The roads of the city have to be maintained in good condition. The famous Marina which justly draws the admiration of all visitors needs to be kept in constant repair. All these and several other schemes entail heavy expenditure. The Mayor however feels that taxation has reached the saturation point and the City Council must look to alternative sources of revenue to increase its resources.

MUNICIPAL REVENUES

The Madras motorist, be he the owner of a private car or a commercial vehicle, is perhaps the most heavily taxed in India. The Mayor thinks that the Corporation has a legitimate case for asking the Government for a greater share in the proceeds of the Motor Vehicles Tax and for the entire Terminal Tax. It is her intention to approach the State Government and press the municipality’s claims for grants, loans, subsidies and concessions on behalf of the city.
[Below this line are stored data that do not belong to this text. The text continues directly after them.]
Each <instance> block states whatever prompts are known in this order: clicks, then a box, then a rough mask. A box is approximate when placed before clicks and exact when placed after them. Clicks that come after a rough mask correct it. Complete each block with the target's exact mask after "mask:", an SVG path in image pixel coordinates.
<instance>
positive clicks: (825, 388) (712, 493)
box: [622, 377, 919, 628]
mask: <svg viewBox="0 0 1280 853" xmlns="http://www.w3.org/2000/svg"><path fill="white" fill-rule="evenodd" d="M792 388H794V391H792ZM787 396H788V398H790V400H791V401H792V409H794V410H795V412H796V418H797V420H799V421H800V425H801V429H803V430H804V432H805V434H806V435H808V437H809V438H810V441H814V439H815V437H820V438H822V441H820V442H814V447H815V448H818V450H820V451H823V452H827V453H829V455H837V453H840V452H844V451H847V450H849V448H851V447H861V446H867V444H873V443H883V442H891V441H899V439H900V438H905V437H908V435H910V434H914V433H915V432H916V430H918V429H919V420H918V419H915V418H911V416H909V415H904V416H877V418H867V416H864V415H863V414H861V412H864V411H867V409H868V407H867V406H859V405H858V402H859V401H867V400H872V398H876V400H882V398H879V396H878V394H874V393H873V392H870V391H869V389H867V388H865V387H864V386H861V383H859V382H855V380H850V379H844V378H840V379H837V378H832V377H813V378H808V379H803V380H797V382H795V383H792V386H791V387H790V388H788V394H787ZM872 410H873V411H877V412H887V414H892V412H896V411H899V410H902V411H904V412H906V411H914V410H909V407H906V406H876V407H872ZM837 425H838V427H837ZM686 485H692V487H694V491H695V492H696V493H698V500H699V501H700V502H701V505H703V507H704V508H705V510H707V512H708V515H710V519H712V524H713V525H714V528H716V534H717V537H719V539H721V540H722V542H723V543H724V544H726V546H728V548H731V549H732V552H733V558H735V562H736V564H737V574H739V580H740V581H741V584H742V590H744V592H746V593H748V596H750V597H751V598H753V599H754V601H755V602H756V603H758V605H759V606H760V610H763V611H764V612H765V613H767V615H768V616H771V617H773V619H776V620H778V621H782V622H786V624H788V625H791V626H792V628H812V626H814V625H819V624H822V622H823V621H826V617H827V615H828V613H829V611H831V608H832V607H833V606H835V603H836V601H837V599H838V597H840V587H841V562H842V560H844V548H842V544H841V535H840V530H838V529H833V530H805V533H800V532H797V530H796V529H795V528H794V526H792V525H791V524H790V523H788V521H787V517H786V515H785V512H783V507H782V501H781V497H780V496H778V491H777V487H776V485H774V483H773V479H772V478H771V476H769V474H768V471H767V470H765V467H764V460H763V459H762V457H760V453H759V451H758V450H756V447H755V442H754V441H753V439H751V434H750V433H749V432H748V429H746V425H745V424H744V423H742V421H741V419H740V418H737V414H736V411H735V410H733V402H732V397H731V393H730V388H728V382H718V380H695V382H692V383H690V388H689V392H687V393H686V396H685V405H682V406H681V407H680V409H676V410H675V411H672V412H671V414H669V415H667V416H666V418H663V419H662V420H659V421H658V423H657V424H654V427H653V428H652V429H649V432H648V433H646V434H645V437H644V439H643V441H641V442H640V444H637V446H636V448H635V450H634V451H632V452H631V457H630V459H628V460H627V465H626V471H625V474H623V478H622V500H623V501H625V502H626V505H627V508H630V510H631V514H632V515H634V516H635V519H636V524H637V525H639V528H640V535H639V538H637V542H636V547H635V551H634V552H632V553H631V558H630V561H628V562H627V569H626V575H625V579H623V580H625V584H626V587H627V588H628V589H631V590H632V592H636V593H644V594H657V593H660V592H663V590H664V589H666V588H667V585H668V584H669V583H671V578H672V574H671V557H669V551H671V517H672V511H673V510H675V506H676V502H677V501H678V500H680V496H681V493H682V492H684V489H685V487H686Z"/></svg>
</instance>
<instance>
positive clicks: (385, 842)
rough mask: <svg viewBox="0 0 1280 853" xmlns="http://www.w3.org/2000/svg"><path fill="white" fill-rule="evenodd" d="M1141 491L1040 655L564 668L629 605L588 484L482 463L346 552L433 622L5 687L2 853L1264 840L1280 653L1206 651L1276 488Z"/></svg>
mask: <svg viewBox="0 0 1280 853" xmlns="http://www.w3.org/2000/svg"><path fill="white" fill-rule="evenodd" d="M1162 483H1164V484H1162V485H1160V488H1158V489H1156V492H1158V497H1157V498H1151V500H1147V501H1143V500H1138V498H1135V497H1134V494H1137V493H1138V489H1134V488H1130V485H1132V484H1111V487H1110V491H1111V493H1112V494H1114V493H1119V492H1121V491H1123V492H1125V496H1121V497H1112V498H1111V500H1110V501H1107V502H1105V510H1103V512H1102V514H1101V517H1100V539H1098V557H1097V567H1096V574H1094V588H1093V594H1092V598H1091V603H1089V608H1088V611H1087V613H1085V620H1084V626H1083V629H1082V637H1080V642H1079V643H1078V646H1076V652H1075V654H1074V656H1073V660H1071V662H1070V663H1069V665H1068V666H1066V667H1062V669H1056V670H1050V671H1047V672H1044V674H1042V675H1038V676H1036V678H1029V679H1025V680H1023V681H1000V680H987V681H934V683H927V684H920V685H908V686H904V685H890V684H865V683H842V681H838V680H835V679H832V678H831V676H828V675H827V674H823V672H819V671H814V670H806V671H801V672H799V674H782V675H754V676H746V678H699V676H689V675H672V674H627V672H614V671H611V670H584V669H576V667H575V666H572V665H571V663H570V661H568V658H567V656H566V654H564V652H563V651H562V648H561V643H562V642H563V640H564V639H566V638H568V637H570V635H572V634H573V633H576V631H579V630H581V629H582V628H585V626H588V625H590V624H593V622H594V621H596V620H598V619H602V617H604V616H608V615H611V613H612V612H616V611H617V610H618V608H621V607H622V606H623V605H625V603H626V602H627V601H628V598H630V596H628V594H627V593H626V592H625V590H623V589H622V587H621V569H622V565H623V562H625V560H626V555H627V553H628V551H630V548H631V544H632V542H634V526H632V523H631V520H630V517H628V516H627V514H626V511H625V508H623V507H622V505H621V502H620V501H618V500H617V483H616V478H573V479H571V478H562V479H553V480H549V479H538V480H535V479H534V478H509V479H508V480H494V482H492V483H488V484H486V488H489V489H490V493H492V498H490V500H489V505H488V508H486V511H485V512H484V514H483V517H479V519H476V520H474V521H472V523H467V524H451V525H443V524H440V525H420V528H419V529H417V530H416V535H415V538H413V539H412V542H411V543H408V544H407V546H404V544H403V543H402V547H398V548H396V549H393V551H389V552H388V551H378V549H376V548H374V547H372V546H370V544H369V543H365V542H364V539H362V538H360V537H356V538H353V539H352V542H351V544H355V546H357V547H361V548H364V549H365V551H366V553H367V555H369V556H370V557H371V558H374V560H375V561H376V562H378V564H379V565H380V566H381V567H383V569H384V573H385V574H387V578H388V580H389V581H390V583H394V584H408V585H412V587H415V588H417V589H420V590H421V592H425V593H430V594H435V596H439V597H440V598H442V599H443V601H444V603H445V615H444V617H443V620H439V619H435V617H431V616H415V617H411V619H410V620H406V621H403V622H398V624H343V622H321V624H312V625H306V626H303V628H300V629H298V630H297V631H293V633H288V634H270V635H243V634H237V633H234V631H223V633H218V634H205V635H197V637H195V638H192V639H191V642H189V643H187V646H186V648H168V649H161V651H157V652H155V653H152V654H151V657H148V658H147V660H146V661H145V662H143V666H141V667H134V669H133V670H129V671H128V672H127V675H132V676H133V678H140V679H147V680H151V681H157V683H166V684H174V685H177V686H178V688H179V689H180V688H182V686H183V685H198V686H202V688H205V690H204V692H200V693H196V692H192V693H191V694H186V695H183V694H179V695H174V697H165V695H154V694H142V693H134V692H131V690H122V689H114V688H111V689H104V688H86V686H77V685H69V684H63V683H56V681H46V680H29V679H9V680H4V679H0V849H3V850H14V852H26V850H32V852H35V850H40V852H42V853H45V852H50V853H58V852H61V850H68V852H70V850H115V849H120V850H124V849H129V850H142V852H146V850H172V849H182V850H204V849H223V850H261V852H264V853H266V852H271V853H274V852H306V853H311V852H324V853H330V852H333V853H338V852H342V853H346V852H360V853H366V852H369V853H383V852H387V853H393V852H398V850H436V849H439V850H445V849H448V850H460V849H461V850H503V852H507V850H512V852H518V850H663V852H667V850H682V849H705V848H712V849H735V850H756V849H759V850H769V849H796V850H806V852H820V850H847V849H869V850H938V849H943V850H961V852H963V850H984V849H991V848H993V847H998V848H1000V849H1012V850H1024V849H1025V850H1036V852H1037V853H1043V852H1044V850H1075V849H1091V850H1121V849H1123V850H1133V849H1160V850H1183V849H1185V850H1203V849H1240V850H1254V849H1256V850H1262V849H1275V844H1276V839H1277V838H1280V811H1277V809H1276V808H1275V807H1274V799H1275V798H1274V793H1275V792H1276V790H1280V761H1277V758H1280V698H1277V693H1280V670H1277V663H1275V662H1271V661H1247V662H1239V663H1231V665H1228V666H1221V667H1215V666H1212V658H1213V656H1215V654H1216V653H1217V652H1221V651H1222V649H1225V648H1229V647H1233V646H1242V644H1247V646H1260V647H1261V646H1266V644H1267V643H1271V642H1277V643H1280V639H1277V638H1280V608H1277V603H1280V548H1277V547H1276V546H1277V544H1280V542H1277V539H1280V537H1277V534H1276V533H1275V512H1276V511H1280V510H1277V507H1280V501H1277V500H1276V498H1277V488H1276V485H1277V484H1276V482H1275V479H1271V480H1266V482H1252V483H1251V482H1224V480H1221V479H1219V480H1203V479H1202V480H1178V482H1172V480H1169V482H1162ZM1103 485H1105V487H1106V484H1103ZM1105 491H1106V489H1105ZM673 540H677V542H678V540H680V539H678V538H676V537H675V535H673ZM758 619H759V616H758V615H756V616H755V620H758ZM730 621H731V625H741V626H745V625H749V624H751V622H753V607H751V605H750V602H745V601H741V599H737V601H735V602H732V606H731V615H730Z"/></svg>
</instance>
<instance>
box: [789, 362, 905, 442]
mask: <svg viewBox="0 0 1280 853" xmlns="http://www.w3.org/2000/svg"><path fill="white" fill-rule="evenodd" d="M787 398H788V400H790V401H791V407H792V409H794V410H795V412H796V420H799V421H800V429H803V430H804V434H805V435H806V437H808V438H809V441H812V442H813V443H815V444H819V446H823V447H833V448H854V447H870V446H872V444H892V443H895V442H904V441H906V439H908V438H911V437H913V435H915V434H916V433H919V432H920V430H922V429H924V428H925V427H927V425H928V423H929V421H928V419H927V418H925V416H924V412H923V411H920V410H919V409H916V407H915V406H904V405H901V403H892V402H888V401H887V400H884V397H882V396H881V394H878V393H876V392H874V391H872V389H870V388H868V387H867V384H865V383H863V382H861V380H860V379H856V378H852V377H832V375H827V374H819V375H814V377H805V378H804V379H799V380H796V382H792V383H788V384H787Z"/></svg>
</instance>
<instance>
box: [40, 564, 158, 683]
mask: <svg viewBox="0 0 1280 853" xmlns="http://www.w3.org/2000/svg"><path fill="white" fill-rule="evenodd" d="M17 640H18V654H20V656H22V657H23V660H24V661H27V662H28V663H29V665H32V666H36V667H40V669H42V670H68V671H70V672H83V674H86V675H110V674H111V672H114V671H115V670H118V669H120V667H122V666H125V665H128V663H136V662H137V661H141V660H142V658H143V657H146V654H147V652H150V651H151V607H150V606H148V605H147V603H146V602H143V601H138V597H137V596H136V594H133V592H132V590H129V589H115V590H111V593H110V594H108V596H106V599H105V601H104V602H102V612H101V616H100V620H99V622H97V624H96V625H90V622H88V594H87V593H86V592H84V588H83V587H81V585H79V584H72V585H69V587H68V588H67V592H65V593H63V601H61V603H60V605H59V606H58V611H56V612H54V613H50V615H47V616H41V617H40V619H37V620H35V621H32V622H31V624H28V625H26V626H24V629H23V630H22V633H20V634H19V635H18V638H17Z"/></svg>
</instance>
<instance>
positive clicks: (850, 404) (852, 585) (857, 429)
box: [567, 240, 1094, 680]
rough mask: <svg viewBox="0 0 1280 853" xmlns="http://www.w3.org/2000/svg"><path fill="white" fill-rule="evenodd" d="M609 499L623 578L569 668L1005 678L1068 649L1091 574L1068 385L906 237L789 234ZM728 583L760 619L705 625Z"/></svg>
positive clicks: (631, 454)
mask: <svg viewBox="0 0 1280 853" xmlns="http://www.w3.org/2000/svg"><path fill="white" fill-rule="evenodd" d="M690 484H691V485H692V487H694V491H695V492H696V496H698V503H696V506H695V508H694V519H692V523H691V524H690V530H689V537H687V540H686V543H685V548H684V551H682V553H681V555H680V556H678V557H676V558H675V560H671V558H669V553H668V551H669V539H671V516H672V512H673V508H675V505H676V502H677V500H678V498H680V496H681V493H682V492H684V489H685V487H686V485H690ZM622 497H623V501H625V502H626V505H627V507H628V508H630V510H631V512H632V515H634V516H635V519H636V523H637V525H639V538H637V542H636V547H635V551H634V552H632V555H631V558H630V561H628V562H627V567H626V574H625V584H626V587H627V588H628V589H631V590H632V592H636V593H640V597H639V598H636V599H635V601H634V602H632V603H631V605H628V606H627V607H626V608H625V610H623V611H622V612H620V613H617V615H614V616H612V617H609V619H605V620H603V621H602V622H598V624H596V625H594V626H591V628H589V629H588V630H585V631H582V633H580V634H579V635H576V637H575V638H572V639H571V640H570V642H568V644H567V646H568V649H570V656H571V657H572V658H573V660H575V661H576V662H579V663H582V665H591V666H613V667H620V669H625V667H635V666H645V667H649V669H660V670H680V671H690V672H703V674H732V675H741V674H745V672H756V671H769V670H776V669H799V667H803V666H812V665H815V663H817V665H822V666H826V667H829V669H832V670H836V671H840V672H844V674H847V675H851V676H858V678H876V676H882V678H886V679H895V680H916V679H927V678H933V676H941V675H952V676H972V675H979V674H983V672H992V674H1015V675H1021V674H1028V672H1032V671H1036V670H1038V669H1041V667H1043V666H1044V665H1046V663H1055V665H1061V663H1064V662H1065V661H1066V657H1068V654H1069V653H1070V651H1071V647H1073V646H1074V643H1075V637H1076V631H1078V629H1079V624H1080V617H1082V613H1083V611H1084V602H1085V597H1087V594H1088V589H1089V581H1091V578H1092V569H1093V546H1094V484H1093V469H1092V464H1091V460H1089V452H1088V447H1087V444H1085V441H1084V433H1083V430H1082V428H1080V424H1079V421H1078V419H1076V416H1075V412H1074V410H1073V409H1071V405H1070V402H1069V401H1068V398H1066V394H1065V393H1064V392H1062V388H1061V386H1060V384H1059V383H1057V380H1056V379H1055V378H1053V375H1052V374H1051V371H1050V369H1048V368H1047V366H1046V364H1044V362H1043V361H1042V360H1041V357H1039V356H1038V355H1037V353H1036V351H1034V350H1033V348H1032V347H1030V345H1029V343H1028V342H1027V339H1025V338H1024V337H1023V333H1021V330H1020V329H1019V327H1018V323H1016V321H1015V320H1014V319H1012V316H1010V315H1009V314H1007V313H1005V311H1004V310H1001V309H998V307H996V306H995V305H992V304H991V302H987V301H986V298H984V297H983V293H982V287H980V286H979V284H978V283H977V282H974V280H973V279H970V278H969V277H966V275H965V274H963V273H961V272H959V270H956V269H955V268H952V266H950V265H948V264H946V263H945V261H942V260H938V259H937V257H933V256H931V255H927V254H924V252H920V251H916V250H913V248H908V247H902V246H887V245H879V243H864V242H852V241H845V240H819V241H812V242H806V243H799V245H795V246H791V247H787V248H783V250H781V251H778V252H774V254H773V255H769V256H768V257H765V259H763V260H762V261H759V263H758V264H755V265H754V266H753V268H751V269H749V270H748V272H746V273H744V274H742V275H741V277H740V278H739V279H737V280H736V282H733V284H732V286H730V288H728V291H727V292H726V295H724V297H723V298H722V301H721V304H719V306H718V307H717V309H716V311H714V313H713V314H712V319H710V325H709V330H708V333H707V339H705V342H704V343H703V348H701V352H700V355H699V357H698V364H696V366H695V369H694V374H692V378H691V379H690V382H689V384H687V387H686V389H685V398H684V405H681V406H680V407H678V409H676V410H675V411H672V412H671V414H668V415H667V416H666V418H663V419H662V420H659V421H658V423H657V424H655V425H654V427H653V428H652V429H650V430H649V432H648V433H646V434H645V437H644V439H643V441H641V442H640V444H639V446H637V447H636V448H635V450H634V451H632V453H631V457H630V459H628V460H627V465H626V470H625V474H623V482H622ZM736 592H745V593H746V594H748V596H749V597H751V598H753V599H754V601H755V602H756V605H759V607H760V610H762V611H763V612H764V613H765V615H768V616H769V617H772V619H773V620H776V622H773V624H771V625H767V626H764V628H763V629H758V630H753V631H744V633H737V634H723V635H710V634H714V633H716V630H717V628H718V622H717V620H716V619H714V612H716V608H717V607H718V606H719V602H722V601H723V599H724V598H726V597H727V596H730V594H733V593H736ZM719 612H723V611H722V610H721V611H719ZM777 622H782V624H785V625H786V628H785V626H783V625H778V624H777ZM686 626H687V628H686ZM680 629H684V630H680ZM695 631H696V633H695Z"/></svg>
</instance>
Receiving distinguished visitors is a prominent part of her duties. Within a few days of assuming office she had to hold a civic reception in honour of those good and faithful friends of India – Lord and Lady Pethick-Lawrence. They were no strangers to her and recalled meeting her in the summer of 1957 at a gathering of the India Overseas League and the East India Association when she spoke to them on “The Role of Women in India Today”.

Mrs. Cherian feels that the term of one year is too short a time in which to achieve all her aims. So in her first speech to the citizens of Madras, she said: “I do not want to promise big things which in the present circumstances of financial stringency may not be possible of achievement. However, I feel with your friendly co-operation and the co-operation of the Councillors, the Commissioner and the administrative staff, it will be possible for you to tell of me, ‘Well done, thou good and faithful servant.’ “

That is typical of her. Tara Cherian is not only the first citizen of Madras but also the first servant of the people.